Bakın bu cümle ne demek istiyor? Vücut dilimiz ve fiziksel görüntümüz ne kadar beğenildiğimizin, ne kadar ikna edici olduğumuzun ve de tanıştığımız kişiler tarafından nasıl göründüğümüzün anahtarıymış. Yani tanıştığınız kişiler üzerinde iyi bir izlenim bırakmak için on saniyemiz, daha da gerçekçi olmak gerekirse tam tamına 'dört saniyemiz' varmış. Çok iddialı ve karizma bir cümle.
***
Şimdi konuya hızlıca girmek gerekirse elimde bir kitap var, yazarın adı Kevin Hogan.
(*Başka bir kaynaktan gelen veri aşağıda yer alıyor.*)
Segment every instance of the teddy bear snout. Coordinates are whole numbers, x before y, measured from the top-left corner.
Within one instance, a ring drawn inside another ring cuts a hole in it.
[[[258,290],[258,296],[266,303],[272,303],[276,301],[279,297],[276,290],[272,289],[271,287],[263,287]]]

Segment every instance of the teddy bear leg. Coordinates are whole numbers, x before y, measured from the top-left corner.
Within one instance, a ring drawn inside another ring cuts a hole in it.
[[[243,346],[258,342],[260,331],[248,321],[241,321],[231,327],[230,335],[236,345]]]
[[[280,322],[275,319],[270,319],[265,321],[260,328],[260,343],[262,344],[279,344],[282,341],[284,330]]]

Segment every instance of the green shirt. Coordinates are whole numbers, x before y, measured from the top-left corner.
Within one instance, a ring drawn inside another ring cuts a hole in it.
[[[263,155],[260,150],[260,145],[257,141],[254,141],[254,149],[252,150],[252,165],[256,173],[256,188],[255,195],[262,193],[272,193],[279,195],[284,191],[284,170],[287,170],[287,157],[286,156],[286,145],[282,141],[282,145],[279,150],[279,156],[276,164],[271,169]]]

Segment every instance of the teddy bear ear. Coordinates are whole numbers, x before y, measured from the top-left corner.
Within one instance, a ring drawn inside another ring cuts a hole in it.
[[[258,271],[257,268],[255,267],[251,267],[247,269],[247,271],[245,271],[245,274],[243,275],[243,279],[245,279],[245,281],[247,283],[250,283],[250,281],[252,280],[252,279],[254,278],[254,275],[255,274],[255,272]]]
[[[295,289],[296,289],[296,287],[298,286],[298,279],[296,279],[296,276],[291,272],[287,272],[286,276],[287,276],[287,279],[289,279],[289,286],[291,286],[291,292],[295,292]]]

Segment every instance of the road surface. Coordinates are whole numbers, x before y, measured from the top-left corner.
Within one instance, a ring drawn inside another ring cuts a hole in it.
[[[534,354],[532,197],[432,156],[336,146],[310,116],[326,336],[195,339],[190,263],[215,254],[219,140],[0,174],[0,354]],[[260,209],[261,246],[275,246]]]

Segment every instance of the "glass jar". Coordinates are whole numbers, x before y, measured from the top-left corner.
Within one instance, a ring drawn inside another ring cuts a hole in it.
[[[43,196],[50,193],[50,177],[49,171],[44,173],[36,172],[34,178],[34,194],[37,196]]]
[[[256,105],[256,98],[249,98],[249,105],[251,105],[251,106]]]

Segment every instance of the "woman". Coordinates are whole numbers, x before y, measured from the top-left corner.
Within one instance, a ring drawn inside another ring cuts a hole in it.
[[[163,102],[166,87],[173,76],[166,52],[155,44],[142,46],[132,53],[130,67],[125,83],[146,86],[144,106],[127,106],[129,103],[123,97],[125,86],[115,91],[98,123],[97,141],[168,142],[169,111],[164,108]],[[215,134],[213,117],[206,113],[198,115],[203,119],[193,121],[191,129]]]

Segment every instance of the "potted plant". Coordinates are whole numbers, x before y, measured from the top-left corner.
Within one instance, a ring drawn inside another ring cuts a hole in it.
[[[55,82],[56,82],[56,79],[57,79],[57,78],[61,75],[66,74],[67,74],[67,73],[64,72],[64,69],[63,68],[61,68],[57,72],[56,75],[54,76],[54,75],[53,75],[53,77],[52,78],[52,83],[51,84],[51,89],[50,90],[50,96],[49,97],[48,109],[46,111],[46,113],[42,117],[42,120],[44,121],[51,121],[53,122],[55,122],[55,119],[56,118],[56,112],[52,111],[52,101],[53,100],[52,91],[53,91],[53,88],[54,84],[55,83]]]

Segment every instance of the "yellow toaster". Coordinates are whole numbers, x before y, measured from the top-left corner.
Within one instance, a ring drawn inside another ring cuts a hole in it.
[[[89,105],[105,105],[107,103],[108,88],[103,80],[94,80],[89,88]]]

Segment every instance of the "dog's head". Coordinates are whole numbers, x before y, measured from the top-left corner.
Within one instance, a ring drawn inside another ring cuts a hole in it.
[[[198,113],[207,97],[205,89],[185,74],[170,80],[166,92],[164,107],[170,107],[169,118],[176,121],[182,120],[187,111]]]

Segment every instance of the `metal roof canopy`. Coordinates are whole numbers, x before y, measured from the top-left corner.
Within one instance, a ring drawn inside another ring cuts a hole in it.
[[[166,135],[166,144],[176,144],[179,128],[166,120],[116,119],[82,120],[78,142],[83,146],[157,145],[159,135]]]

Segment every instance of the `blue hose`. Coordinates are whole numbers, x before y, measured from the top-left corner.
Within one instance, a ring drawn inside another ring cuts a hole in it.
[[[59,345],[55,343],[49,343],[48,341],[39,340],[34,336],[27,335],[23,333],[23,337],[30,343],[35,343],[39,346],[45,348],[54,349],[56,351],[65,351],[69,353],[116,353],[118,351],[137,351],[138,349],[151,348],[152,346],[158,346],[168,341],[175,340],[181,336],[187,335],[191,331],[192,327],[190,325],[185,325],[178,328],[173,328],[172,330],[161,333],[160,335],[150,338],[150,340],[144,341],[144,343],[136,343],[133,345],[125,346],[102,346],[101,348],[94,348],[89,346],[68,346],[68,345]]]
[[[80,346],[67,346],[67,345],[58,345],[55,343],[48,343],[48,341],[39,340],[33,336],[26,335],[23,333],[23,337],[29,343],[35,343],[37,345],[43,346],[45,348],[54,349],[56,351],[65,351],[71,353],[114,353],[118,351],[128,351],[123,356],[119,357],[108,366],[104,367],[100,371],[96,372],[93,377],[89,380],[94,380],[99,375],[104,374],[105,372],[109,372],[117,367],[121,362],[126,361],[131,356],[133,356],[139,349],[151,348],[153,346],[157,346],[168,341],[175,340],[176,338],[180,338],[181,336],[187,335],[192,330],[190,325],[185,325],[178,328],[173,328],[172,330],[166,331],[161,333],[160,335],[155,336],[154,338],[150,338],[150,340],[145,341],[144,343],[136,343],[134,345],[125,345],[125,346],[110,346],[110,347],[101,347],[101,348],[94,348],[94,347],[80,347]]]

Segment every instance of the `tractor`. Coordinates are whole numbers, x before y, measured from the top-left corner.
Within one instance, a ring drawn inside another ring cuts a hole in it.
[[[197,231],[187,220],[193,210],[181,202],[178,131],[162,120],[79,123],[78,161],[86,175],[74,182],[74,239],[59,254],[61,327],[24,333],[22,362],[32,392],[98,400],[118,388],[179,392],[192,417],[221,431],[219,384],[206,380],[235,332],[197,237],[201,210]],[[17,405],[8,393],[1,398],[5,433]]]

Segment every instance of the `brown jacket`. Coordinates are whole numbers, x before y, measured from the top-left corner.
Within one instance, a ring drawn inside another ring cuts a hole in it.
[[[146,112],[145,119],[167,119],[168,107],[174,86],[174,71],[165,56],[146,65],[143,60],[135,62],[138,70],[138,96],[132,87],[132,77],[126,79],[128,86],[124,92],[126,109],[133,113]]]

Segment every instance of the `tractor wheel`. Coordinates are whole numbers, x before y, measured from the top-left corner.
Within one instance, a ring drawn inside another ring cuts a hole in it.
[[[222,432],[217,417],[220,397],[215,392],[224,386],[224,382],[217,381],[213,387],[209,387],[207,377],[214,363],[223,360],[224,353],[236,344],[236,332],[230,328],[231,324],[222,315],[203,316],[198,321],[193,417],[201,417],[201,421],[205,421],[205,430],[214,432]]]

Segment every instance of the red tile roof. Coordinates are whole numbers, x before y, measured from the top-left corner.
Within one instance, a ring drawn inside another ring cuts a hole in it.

Konusu çok farklı ‘Etkileme Sanatı'. Yapılan yüzlerce araştırmanın sonuçlarına göre, biriyle tanıştığımız ilk birkaç saniyede hem kişisel hem de profesyonel olarak karşı tarafa izlenimler bırakılabilirmiş. Hatta bu ilk izlenimler, adeta kaydedilir ve ilişkimizin geleceğinde belirleyici rol oynarmış. Hatta yazarın satır aralarında tavsiyesi ‘Bu ilk izlenimlerin sizin belirleyeceğiniz biçimde olmasını hedeflemelisiniz' yönünde.
***
Yazar, kitabında ilk izlenimden söz ederken şöyle diyor, ‘İnsanın bir başkasıyla karşılaştığı anda bilinç dışında birçok cereyan olur. Bilinçli düşünceler ise genellikle çok kısa sürelidir’. İçimde onunla ilgili kötü bir his var. Ondaki bir şeyler beni rahatsız ediyor ama ne olduğundan emin değilim gibi. Ve devamında, insanların yeni tanıştıkları kişi ve kişilerden karışık sinyaller aldıklarında, bu ve benzeri biçimlerde düşünürmüş. Ama şöyle bir geriye baktığımızda ilk tanıştığımız bazı kişilerden bu tür olumsuz izlenimler edinmiyor muyuz? Doğruyu söylemek gerekirse ben bu kadar derinlemesine düşünüp karşı tarafa toleranslı davrananlardan değilim. Ya siz?
***
Ama bakınız yazar Hogan ne diyor; insanlar yeni tanıştıkları kişiden karışık sinyaller alıyor, bu ve benzeri biçimde düşünüyormuş. Yani, yeni birini görüyoruz ve karşılaşmanın ilk dört saniyesinde beynin bilinçdışı seviyesinde birçok hareket meydana geliyor ama biz burada neler olduğunu bilmiyormuşuz. Dahası bu ilk dört saniyede, beyinde bilgi işlemekten biraz daha fazlası meydana geliyormuş. Sahiden beyin denen mekanizma nasıl da karmaşık değil mi? Benim anladığım. bir kişiyi ilk kez gördüğümüzde, onu derhal birçok kategoriden birine sokmaya çalışıyoruz galiba. Bir şey daha var, Hogan satır aralarında uyarısını şöyle yapıyor: Daha hiçbir soru sorulmadı, kimse kimseye merhaba demedi, hatta tanışıp tanışmayacağınızı bile bilmeden evet, hayır ya da belki yanıtını yapıştırdınız bile. Gerçekten, bu ilk izlenimlerin etkisini yenmek büyük bir çaba gerektiriyor galiba. Evet, bu haftanın ilk gününe de 'Etkileme Sanatı' ile girelim dedim. Haftanız gönlünüzce olsun.